L’enjeu n’est pas de concurrencer directement les modèles généralistes développés par OpenAI, Anthropic ou Google, mais plutôt à garantir que les systèmes critiques sur lesquels reposera demain l’approvisionnement énergétique européen ne dépendent pas exclusivement d’acteurs extérieurs à l’Union.

La logique rappelle celle qui a présidé à la création d’Airbus dans l’aéronautique ou d’Ariane dans le spatial. Il ne s’agit pas nécessairement de dominer l’ensemble du marché mondial, mais de conserver la maîtrise des technologies considérées comme essentielles à l’autonomie stratégique du continent.

Les données énergétiques, nouvel actif stratégique

Bruxelles estime que la fragmentation actuelle des données énergétiques constitue un obstacle majeur au développement de services innovants et de modèles d’intelligence artificielle performants. Les opérateurs doivent encore composer avec des interfaces différentes selon les États membres, des règles d’accès hétérogènes et des niveaux variables d’interopérabilité.

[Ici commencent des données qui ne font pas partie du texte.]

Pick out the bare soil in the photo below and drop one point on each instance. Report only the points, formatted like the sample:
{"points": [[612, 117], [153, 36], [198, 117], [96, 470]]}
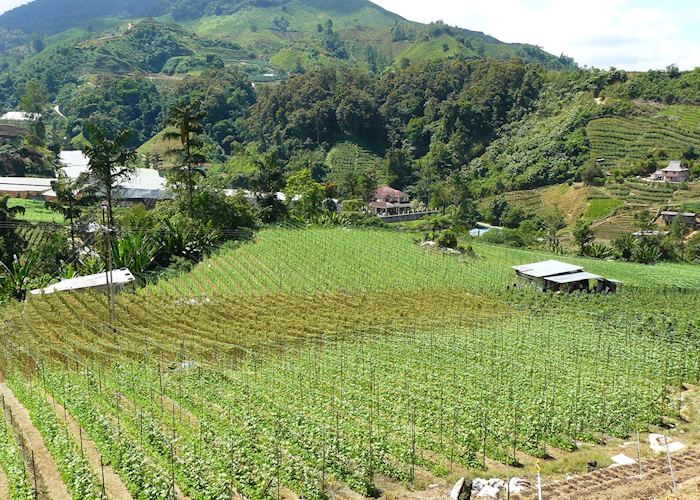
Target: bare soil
{"points": [[626, 482], [51, 485]]}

La Commission souhaite donc créer un cadre permettant l’échange simplifié de données énergétiques à l’échelle européenne. Derrière cet objectif technique se cache une ambition beaucoup plus large : constituer un actif stratégique européen capable d’alimenter le développement de futurs modèles d’IA spécialisés.

Dans un monde où les grands modèles sont entraînés sur des volumes considérables de données, Bruxelles considère manifestement que les données énergétiques européennes peuvent devenir un avantage compétitif au même titre que les infrastructures de calcul ou les capacités de production électrique.

Une stratégie de réindustrialisation par l’IA

Cette stratégie constitue également une réponse implicite au décrochage technologique européen.

La Commission rappelle que les États-Unis ont produit quarante modèles d’IA de référence en 2024, contre seulement trois pour l’Union européenne. Cette statistique illustre un problème plus large : l’Europe reste compétitive dans la recherche, mais peine à transformer ses avancées scientifiques en champions industriels.

Le document propose de traiter cette faiblesse non pas uniquement par davantage de financement des startups, mais par la création d’un environnement industriel favorable à l’émergence de nouvelles filières.

L’objectif n’est pas seulement de faire naître le prochain champion européen de l’IA, mais de créer les conditions permettant à l’ensemble du tissu industriel européen d’utiliser l’intelligence artificielle pour gagner en productivité, réduire ses coûts énergétiques et renforcer sa compétitivité.

Les cas d’usage mis en avant concernent les réseaux électriques, les centrales nucléaires, les énergies renouvelables, les bâtiments, les infrastructures de mobilité ou encore les procédures administratives d’autorisation. L’IA est envisagée comme un outil de transformation des infrastructures économiques elles-mêmes.

La véritable nouveauté de cette feuille de route n’est donc pas l’intelligence artificielle. C’est la reconnaissance du fait que la compétition mondiale autour de l’IA ne sera pas gagnée uniquement par les meilleurs modèles ou les meilleurs chercheurs et dépendra tout autant de la capacité à construire des centrales électriques, développer des réseaux, financer des centres de données, organiser le partage des données et sécuriser les infrastructures critiques.

L’Europe ne considère plus l’IA comme un secteur numérique parmi d’autres et commence à la traiter comme une industrie stratégique. Dans cette nouvelle équation, les producteurs d’électricité, les gestionnaires de réseaux, les opérateurs de centres de données et les développeurs de modèles spécialisés deviennent les composantes d’une même chaîne de valeur industrielle. C’est probablement le changement le plus important contenu dans ce document.